By John Helmer in Moscow
Prime Minister Vladimir Putin tried sweet-talking the Prime Minister of Qatar, Sheikh Hamad Jabr al-Thani, in Moscow this week on “closer coordination” between the world’s leading exporters of natural and liquefied gas (LNG). At stake are the growing deliveries of shipborne Qatari LNG to European ports, versus the shrinking deliveries of Russian natural gas to the same market, across land by pipeline.
Qatar more than doubled its shipments of LNG into the European market last year, to 15.9 billion cubic metres. Gazprom is estimated to have suffered a reduction of 19 bcm delivered to Europe in the same period; about half of that loss was made up by Qatar.
In his press conference with al-Thani, Putin said: “Closer coordination in global markets and joint efforts in energy markets are in the interests of both our countries, especially with respect to the gas industry. As two of the world’s largest producers of hydrocarbons, Russia and Qatar are natural partners. As you know, gas producers joined together to form the Gas Exporting Countries Forum not long ago. Its headquarters are located in Doha, the capital of Qatar. Russia plays an active role in the forum. Its secretary general is a Russian. The forum is still in the initial stages. We would like to turn it into an effective tool for coordinating our actions on the world gas market. Everyone – producers, consumers and transit countries – stands to gain from this.”
Strangley, the prime minister’s website has mistranslated the Russian term Putin used — координация — as “cooperation”.
Putin also added that he had recommended Stroytransgaz, the pipeline company controlled by Gennady Timchenko, for “partnering with Qatar.”
The Gas Exporting Countries Forum (GECF) will convene next month in Oran, Algeria. The forum counts most of the world’s gas exporters, though several (Brunei, Indonesia, Iraq, Malaysia, Turkmenistan, and the United Arab Emirates) missed the December 2008 GECF session in Moscow. Russia, Qatar and Iran dominate the GECF, controlling an estimated 59% of global gas reserves. The missing group, including the US, which has shunned the GECF from the start, controls about 13%.
Prime Minister al-Thani refused to elaborate on the gas coordination discussion with Putin, using the term “cooperation” instead. At the joint press conference, al-Thani said: “we want to step up cooperation in all the areas that the prime minister has just mentioned – gas, oil, finance and trade. We have agreed that two Qatar companies will be sent here in April to look into these issues. A Russian delegation will come to Doha to look into opportunities in the gas industry.”
Al-Thani and his Qatari delegation also met with Gazprom senior executives, headed by Alexei Miller. Their meeting, according to Gazprom, “addressed the issues of interaction within the Gas Exporting Countries Forum. An emphasis was placed on the shared opinions regarding the establishment of a sustainable and transparent gas market, as well as improving energy security on the global level.” How much, or how little was shared is not disclosed.
The Qatari press has not elaborated either.
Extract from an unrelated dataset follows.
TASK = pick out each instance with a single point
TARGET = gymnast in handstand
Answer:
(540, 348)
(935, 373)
But it has reported al-Thani’s speech to the Moscow State Institute for International Relations, where he “reiterated Qatar’s adherence to a strong need to resolve disputes by peaceful means as determined by the international law and renounce the use of force and other means of pressure and coercion.”
The Gazprom communiqué also reports that Miller showed al-Thani around “the Central Production and Dispatch Department [to get him] acquainted with the unique capabilities of Russia’s Unified Gas Supply System enabling to respond flexibly to gas demand fluctuations throughout the European continent and to take immediate decisions on gas production and transmission modes. The visitors were informed on the plans to expand the System in the eastern region.”
There is a hint of a quid pro quo in the Gazprom announcement. According to Gazprom, the Qataris are interested in a proposed new LNG project in the Arctic,
on the Yamal peninsula, while the Qataris are reported to believe that Gazprom is interested in working on Block D of Qatar’s North Field, which is to be tendered shortly. It lies close to Iran’s
South Pars field, in which Gazprom already holds a substantial investment and operational interest.
The Yamal LNG project began as a Gazprom project. In July of 2009, the control stake was bought by Novatek, another company in which Timchenko has a large stake. Novatek has said it is planning a feasibility study for an LNG plant and export terminal, with the possibility of joint participations by Gazprom, which continues to control gasfields in the area; and foreign companies. Named so far on the foreigners list for the Yamal LNG project are Shell, Conoco, Exxon, and Repsol.
Discussions have been reported in the GECF, and between Russia, Qatar and Iran, on measures to increase the equity stakes and operating roles in new gas projects by state-controlled energy companies, and relegate the well-known European and American energy companies to minority participation.